When Iris Harrell’s (M.Ed.’75/E) parents got divorced during her junior year at what is now the University of Mary Washington, her college education was left in jeopardy. She didn’t have enough money to supplement the scholarships that had allowed her to be the first member of her North Carolina farming family to attend college.
“But [Mary Washington administrators] went into a back room and found some scholarships that they hadn’t awarded,” Harrell said. “They just gave it to me and I was able to finish school. And my life has been way different — and better — because I got a college degree.”
Harrell, who went on to earn a master’s degree from the Virginia Commonwealth University School of Education in 1975, taught for several years, was a touring folk musician and ultimately founded a successful construction and remodeling company in California with her wife, Ann Benson, is now giving back to help students like her obtain an education.
In 2018, Harrell and Benson made a $1 million planned gift to the College of Humanities and Sciences to create the Harrell-Benson Scholarship for students in the Department of Gender, Sexuality and Women’s Studies.

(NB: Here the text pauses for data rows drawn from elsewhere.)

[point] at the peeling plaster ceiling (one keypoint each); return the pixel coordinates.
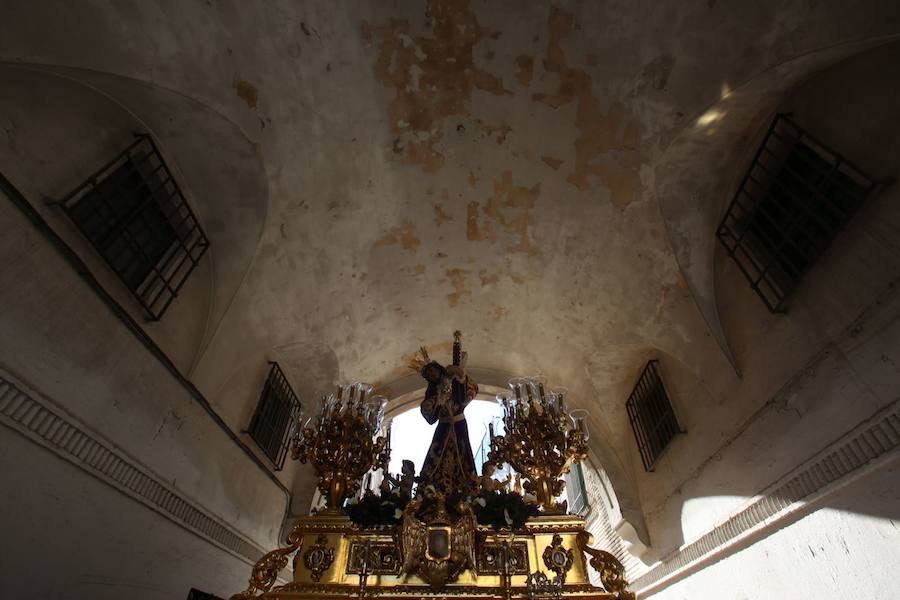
(491, 167)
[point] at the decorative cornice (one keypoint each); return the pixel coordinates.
(867, 446)
(47, 425)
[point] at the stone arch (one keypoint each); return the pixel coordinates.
(699, 169)
(231, 202)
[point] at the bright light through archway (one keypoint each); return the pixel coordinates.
(411, 435)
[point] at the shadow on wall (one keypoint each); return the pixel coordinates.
(62, 124)
(690, 186)
(830, 363)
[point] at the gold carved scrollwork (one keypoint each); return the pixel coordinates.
(558, 558)
(318, 557)
(612, 573)
(266, 569)
(437, 550)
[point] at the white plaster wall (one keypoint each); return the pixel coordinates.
(808, 375)
(848, 548)
(60, 341)
(68, 535)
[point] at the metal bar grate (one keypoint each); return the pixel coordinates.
(134, 215)
(575, 490)
(196, 594)
(276, 413)
(651, 416)
(792, 202)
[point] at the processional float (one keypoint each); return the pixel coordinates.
(457, 535)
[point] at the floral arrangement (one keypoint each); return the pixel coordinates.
(502, 509)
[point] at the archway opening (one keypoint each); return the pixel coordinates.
(411, 435)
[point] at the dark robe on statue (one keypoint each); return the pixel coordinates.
(449, 465)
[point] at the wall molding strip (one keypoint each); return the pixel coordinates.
(868, 446)
(48, 426)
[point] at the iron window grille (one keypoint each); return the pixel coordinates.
(791, 204)
(575, 490)
(276, 413)
(651, 416)
(196, 594)
(133, 213)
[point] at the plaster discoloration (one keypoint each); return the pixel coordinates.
(440, 217)
(509, 210)
(433, 77)
(457, 278)
(487, 278)
(553, 163)
(403, 235)
(525, 69)
(246, 91)
(604, 135)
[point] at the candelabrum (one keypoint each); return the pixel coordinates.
(541, 438)
(342, 446)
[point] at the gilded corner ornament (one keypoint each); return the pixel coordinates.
(265, 571)
(318, 557)
(558, 558)
(612, 573)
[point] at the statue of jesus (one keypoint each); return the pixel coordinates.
(449, 465)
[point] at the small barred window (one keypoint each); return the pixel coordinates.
(651, 416)
(135, 216)
(793, 201)
(275, 416)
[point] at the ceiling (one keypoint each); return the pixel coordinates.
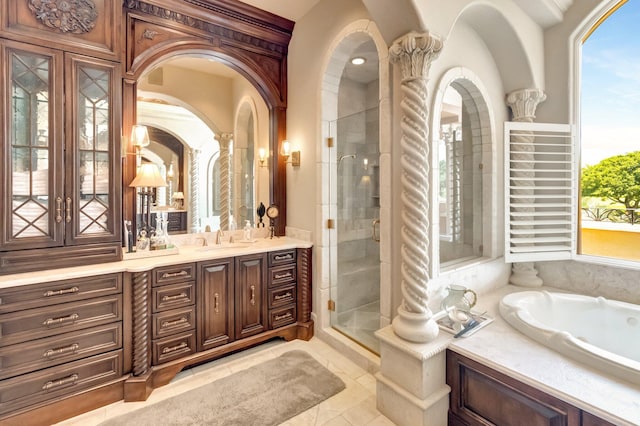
(293, 10)
(544, 12)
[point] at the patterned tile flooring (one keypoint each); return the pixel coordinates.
(354, 406)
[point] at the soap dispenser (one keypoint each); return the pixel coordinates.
(247, 231)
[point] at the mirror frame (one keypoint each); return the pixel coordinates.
(249, 40)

“Scholarships are about your legacy,” Harrell said. “I got mine. I want to make sure that the next generation of people get theirs.”
“Scholarships are about your legacy. I got mine. I want to make sure that the next generation of people get theirs.”

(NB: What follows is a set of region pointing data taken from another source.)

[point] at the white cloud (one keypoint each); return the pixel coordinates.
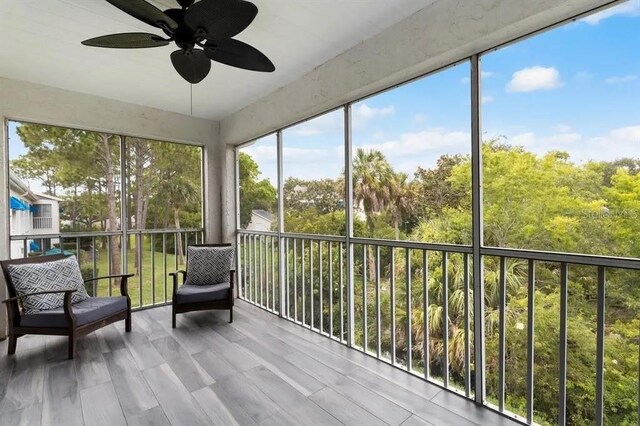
(327, 123)
(534, 78)
(412, 144)
(584, 75)
(487, 99)
(365, 112)
(484, 74)
(616, 143)
(630, 8)
(419, 118)
(563, 128)
(629, 134)
(621, 79)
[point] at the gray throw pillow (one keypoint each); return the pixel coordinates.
(47, 276)
(209, 265)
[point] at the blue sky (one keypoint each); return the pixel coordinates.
(575, 88)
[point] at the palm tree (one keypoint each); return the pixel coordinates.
(179, 192)
(372, 175)
(371, 178)
(402, 199)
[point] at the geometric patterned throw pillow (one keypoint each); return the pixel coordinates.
(56, 275)
(209, 265)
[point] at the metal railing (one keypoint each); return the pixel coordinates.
(414, 307)
(149, 254)
(42, 223)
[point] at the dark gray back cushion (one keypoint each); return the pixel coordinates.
(56, 275)
(208, 265)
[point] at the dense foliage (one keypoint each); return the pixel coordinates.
(543, 202)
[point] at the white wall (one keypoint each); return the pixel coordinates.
(24, 101)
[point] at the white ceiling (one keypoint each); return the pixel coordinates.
(40, 42)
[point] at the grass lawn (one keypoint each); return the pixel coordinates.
(154, 274)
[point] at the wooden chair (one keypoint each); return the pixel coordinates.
(187, 297)
(73, 320)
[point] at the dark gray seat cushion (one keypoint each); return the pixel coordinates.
(202, 293)
(89, 310)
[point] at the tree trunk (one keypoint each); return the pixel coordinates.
(140, 152)
(111, 204)
(396, 228)
(176, 221)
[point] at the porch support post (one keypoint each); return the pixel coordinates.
(348, 205)
(5, 243)
(478, 270)
(281, 246)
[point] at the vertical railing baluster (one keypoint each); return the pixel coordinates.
(153, 270)
(331, 289)
(256, 271)
(139, 250)
(261, 267)
(392, 279)
(176, 238)
(502, 326)
(341, 298)
(467, 317)
(562, 379)
(425, 314)
(273, 278)
(108, 262)
(164, 264)
(95, 268)
(408, 309)
(311, 283)
(320, 284)
(304, 290)
(378, 319)
(599, 420)
(295, 279)
(445, 318)
(267, 271)
(365, 336)
(530, 338)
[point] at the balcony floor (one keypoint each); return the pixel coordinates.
(258, 370)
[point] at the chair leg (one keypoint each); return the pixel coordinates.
(72, 346)
(13, 342)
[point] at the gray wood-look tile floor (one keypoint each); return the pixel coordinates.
(258, 370)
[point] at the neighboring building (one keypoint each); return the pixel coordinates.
(261, 220)
(32, 214)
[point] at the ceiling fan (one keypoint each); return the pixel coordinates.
(208, 24)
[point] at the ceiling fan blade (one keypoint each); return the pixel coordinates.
(127, 41)
(193, 65)
(220, 19)
(238, 54)
(146, 12)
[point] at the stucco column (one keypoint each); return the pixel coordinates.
(212, 192)
(4, 219)
(228, 206)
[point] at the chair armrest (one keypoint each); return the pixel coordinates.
(124, 291)
(175, 281)
(16, 298)
(109, 276)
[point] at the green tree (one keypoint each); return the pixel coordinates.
(255, 194)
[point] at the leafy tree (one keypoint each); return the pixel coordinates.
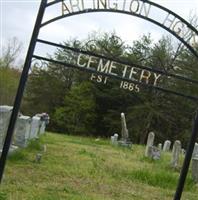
(77, 115)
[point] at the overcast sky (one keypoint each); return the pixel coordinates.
(18, 18)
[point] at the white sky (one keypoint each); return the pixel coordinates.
(18, 18)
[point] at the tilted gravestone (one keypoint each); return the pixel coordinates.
(176, 153)
(195, 169)
(5, 113)
(150, 141)
(153, 152)
(125, 141)
(114, 139)
(22, 131)
(35, 125)
(44, 120)
(167, 145)
(160, 146)
(195, 151)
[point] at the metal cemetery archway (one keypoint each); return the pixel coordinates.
(168, 20)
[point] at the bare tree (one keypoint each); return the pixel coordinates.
(10, 52)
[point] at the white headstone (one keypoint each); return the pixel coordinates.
(150, 141)
(22, 131)
(34, 131)
(167, 145)
(5, 113)
(176, 153)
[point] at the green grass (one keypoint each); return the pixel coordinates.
(82, 168)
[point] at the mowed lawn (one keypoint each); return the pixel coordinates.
(82, 168)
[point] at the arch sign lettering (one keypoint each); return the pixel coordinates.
(101, 67)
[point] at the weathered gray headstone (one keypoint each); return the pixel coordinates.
(183, 151)
(38, 157)
(5, 113)
(34, 131)
(44, 120)
(195, 169)
(125, 140)
(22, 131)
(195, 151)
(153, 152)
(42, 127)
(114, 139)
(167, 145)
(124, 131)
(176, 153)
(12, 149)
(150, 141)
(160, 146)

In addition to the $1 million gift, Harrell and Benson, along with friends and college faculty, give a Harrell-Benson Scholarship that is awarded every fall. It is awarded to an undergraduate student majoring or minoring in gender, sexuality and women’s studies. Students in need of financial support are given preference, as are students who are the first in their family to attend college.
Harrell said she and Benson wanted to support students studying gender, sexuality and women’s studies, as well as LGBTQIA+ issues, in part because those young people often face additional challenges and need support.
“They're thrown out of their families [more often], they're more likely to be disconnected. So sometimes even if a family has money, [the student] doesn't get that kind of support they need,” Harrell said. “We're interested in the studies of equality around that, and we want that department to flourish and we want people to be attracted to that department, to major in that, and to help equalize the rights of these people.”
Above all, Harrell said, she and Benson — her partner of 40-plus years — want to give young people the same opportunities that she received.
“There are [possibly future] entrepreneurs, there are contributors, there are fantastic people who just aren't able to escape the centrifugal force of their background because of a lack of money,” Harrell said. “And the best opportunity to have a galaxy that's bigger than the one you've been raised in is to go to a university.”